FAQ

Frequently Asked Questions

Frequently Asked Questions about GetDataBack

Should you have any questions that are not answered here, please don't hesitate to contact technical support.



GetDataBack Pro

What are the differences between GetDataBack Pro, GetDataBack Simple, GetDataBack for FAT, and GetDataBack for NTFS?
Can fragmentation of the disk affect the result of the recovery?
Can I investigate the quality of my recovered files before I buy the software?
Can I use GetDataBack to recover data from CDs, CDRs and DVDs?
Can I use GetDataBack to recover data if my hard drive is not recognized by the BIOS of my computer?
While running GetDataBack I received a disk error. What does this mean?
How can I optimize the quality of the recovery?
I cannot open the recovered files. Why?
I don't know which file system I had on my drive before it crashed. What do I do?
Is it safe to run GetDataBack on my crashed hard drive?
The software only runs in a Windows environment, as my computer is a laptop, I cannot have more than one hard disk.
Will GetDataBack work on large hard drives?
How do I recover files I deleted with Windows Explorer?
Why don't I see any drives?
Does GetDataBack support Unicode character sets?
What is the difference between a regular and a technician's license?

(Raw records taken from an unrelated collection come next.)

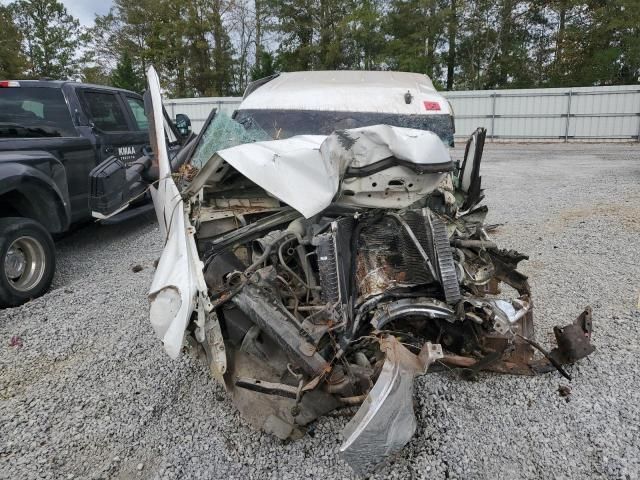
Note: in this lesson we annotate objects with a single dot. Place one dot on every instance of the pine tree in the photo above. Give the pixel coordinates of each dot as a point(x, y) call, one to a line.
point(51, 35)
point(125, 76)
point(12, 60)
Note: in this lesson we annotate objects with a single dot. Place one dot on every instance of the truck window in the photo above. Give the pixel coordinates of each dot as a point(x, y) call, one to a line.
point(34, 112)
point(105, 111)
point(137, 107)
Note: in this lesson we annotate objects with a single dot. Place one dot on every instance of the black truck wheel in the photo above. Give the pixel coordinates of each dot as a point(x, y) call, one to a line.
point(27, 260)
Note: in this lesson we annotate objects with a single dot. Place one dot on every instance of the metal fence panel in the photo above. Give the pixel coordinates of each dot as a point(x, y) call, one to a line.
point(552, 114)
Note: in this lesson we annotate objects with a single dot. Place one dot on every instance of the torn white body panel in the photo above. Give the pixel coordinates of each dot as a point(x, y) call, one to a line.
point(351, 91)
point(292, 170)
point(178, 276)
point(305, 172)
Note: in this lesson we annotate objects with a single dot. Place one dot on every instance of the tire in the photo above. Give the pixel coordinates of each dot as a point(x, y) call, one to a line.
point(27, 260)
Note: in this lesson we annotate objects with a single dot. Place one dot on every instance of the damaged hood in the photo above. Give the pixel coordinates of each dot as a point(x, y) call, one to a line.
point(306, 171)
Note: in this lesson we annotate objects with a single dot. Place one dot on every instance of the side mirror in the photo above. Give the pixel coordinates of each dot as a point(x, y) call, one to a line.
point(183, 124)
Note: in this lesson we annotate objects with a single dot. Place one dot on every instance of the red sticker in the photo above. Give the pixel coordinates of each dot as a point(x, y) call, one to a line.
point(431, 105)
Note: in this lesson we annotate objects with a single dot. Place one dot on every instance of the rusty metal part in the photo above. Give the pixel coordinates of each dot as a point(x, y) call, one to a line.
point(486, 244)
point(574, 340)
point(261, 310)
point(408, 307)
point(269, 388)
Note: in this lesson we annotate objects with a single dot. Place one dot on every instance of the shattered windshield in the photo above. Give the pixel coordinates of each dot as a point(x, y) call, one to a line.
point(279, 124)
point(224, 132)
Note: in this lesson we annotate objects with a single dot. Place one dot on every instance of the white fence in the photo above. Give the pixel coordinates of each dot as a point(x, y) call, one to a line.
point(546, 114)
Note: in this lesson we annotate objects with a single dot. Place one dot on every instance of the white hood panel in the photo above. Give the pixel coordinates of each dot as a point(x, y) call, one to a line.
point(305, 172)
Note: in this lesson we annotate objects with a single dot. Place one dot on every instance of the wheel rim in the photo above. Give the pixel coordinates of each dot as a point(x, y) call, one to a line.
point(24, 263)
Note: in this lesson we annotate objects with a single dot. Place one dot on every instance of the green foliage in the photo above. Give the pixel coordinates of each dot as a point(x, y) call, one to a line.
point(215, 47)
point(125, 76)
point(12, 61)
point(51, 38)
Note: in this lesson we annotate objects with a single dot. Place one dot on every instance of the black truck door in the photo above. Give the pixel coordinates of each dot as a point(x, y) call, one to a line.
point(116, 129)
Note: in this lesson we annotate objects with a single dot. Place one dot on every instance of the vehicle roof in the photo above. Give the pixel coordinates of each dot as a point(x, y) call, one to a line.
point(345, 90)
point(62, 83)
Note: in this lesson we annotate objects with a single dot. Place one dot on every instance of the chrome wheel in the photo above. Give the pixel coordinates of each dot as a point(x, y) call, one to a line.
point(24, 263)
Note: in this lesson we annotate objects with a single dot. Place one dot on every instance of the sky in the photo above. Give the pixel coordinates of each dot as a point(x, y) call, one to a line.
point(83, 10)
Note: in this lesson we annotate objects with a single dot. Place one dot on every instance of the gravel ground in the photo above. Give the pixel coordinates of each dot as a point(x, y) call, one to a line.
point(90, 393)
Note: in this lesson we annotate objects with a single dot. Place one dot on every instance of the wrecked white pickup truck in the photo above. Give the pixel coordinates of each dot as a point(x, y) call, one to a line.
point(330, 266)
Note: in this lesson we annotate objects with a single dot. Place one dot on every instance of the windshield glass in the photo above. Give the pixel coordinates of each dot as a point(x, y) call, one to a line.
point(221, 133)
point(281, 124)
point(34, 112)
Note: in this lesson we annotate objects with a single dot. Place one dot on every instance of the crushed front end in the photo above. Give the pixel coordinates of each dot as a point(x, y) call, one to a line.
point(335, 283)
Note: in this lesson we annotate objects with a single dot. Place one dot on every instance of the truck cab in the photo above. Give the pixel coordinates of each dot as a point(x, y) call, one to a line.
point(52, 134)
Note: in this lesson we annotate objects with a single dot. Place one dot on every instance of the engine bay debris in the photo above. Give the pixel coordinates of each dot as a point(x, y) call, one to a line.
point(318, 272)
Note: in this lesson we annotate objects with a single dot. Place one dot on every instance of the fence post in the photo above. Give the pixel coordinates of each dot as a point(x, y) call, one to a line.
point(566, 126)
point(493, 115)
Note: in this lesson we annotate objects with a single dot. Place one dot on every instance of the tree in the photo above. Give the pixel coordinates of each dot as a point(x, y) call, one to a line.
point(12, 60)
point(51, 37)
point(125, 76)
point(416, 36)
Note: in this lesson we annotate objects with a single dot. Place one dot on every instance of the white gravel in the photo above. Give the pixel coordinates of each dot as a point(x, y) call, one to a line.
point(90, 394)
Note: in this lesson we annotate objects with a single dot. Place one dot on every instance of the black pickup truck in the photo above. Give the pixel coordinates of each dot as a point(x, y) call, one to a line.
point(52, 134)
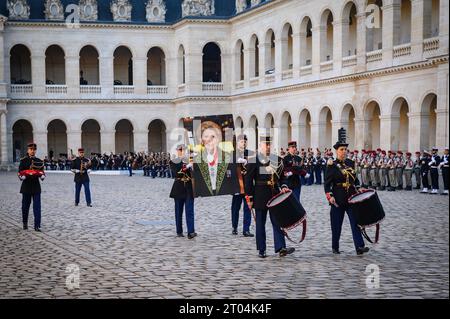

Q. What are the differences between GetDataBack Pro, GetDataBack Simple, GetDataBack for FAT, and GetDataBack for NTFS?

A. GetDataBack Pro is the newest and recommended recovery software for NTFS, FAT, exFAT, EXT, HFS+, and APFS file systems. GetDataBack Simple was the direct predecessor of the Pro version. GetDataBack for FAT and GetDataBack for NTFS are our discontinued classic recovery products.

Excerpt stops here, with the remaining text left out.